IMG_Michael Salter_20150506

Tomorrow afternoon the Crime and Justice Research Centre Seminar Series will host a seminar with Speaker Dr Michael Salter from the University of Western Sydney.

TOPIC: From #OpGabon to #OpDeathEaters: Transnational justice flows on social media

Date: Thursday 24 September  2015
Time: 3.00pm – 4.30pm, afternoon tea provided
Venue: Room C412, Level 4, C Block, QUT Gardens Point Campus, 2 George Street, Brisbane

Abstract: Studies of online crime have often observed that the transnational nature of the internet overwhelms jurisdictional boundaries, inhibiting law enforcement responses where online abuse occurs or where online justice-seeking takes illegal forms.
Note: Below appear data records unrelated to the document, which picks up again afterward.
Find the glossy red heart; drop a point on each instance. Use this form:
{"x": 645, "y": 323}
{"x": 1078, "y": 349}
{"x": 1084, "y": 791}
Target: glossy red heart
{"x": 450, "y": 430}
However criminologists have paid less attention to the manner in which social media expands the geographical horizon of public opinion, promoting transnational rather than national frames of reference for responses to crime and injustice. This paper describes two interlinked ‘operations’ by the online activist network Anonymous to illustrate transnational justice flows on social media. Anonymous’ 2013 intervention in apparently politically connected ritual killings in the African state of Gabon, called Operation Gabon, led to Operation Death Eaters in 2014, a wide-ranging social media campaign against elite involvement in organised child abuse in the Global North as well as the Global South. In this process, Anonymous developed a complex critique of the role of elite deviance in international social and economic inequality that defied taken-for-granted distinctions between ‘developed’ and ‘under-developed’ countries. The paper describes and analyses the emergence of ‘Operation Death Eaters’ as an example of the transnational circuits of public opinion emerging on social media that are producing new grammars of moral contestation and social protest. However the paper asks whether mechanisms exist for the implementation of such novel forms of political consensus, emphasising the ‘lag’ between transnational public opinion and the grounding of public power within the nation-state.